Bryan’s Blog: Thoughts on Enterprise Risk Management Conference This Week

Hi Everyone, Attended the Institute of Actuaries of Australia conference on Enterprise Risk Management in Sydney this week. A well run event with some very good speakers.  The first speaker, Craig Dunn, CEO of AMP provided one of the best insights into ERM from a CEO I have had the pleasure to hear.

Some of the key points Craig made included:

  • Recognition that over measurement of risk was as bad as no measurement.
  • Facing up to the fact that some people think of risk as a bad thing. He was determined to turn his staff around on this and set them the challenge of making sound choices around appropriate risk taking.
  • The challenge of defining risk appetite.

This last dot point was most interesting to me given my last newsletter covered my views on the topic.
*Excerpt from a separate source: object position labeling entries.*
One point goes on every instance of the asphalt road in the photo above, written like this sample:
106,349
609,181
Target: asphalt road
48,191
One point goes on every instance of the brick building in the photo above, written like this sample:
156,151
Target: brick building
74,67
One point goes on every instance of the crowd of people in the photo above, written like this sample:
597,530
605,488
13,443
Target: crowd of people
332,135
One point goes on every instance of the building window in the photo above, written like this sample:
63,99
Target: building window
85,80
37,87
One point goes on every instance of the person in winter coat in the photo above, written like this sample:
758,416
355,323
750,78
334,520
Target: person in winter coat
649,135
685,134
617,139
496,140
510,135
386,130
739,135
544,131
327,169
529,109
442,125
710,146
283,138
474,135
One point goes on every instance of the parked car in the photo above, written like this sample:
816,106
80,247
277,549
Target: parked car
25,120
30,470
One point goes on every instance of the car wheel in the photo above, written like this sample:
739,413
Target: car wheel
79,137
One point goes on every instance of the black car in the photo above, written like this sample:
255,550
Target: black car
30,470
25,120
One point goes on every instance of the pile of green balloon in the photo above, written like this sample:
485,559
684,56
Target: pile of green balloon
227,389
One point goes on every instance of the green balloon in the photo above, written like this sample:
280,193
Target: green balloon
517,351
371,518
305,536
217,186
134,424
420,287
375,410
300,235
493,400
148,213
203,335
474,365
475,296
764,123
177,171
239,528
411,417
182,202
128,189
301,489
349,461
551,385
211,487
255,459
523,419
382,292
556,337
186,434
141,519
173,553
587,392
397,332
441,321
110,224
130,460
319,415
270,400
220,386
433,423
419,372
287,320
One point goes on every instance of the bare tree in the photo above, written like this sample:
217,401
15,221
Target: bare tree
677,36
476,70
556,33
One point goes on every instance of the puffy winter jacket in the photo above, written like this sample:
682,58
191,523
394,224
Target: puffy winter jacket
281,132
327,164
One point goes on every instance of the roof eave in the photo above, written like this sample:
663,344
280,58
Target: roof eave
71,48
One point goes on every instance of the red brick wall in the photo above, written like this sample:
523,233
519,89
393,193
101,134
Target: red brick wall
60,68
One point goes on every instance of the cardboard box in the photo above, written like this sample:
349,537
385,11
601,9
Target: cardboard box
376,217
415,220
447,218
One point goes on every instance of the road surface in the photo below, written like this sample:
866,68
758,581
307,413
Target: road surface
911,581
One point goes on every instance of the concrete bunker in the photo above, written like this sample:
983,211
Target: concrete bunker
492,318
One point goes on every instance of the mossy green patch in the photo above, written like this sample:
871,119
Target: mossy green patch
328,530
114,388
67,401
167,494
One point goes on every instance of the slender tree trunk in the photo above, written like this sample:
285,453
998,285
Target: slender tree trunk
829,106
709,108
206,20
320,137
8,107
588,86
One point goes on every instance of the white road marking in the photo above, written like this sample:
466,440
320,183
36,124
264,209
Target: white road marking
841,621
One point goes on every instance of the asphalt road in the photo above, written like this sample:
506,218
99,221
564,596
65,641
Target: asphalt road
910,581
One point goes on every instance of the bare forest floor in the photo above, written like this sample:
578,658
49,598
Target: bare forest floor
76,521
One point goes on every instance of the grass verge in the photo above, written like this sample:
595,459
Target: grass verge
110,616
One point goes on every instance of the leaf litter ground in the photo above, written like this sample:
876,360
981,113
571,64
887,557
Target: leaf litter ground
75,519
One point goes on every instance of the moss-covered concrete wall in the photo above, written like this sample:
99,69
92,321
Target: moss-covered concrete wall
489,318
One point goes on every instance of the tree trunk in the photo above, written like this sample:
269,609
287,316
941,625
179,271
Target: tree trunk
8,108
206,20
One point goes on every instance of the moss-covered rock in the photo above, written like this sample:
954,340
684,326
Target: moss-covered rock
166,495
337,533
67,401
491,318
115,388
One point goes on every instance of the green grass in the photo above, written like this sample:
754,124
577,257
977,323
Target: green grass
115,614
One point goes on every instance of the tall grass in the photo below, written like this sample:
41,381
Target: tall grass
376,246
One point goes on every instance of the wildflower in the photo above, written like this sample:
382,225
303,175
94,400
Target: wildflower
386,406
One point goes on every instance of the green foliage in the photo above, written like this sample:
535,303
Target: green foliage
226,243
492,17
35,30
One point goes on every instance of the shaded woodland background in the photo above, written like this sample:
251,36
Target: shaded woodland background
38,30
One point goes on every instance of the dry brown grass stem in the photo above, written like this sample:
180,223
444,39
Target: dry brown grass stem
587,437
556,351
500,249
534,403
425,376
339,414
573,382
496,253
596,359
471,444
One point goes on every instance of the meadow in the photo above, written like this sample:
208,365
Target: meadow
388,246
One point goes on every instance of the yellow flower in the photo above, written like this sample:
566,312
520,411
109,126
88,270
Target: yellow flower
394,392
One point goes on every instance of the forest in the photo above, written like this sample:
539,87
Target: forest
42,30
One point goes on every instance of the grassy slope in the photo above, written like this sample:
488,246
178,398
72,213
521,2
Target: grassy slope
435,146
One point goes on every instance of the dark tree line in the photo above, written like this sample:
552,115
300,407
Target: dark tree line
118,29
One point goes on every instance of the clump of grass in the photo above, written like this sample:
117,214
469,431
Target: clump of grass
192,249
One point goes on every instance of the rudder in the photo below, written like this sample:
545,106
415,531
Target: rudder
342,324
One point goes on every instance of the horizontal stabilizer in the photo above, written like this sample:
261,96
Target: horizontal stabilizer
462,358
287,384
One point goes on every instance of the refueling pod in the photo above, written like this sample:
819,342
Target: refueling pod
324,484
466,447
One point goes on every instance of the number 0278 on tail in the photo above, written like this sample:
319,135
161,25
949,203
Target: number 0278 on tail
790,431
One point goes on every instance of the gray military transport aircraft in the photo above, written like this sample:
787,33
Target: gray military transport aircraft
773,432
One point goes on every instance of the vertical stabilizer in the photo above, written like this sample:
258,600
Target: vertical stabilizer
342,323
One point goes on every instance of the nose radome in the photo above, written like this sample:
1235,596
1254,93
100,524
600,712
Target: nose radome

Craig explained how they handled risk appetite at AMP which is to:

  • Describe it simply in terms of the extent the organisation was willing to allow profit to vary for any given period – I believe he was indicating that during times of great economic uncertainty the tolerance would need to be greater as it would be harder to predict, whereas in good times there should be no excuses.
  • Once this was established they then drove the risk appetite down through the organisation by requiring business units to set their risk appetites based on profit.
  • Even more importantly they said to business units that “risk is a scarce resource”.   Hence you may or may not be able to put at risk the amount of profit you are indicating.   We will need to weigh up your request with the other business units.

From my point of view this was an excellent approach and follows my methodologies for risk being measured financially. However, I also include other areas such as reputation. By including reputation you are able to provide another measure that will allow for longer term decision making. With a strict profit model for the annual budget, management can be extremely short sighted and make decisions that ultimately damage reputation and cost in the long run.

Another excellent observation by Craig was his view that the test of a good ERM program was whether or not people were making decisions because of it. I could not agree more. If people are not making risk-based decisions while considering the defined risk appetite, an ERM program is not functioning very well at all.

Net result is I gave Craig and his risk team at AMP an 8 or even 9 out of ten for talking the right talk. Without getting in and hearing the conversations and seeing the reporting in action I can’t be certain how well things are working, however, if I were a betting man I would say that it is working pretty well.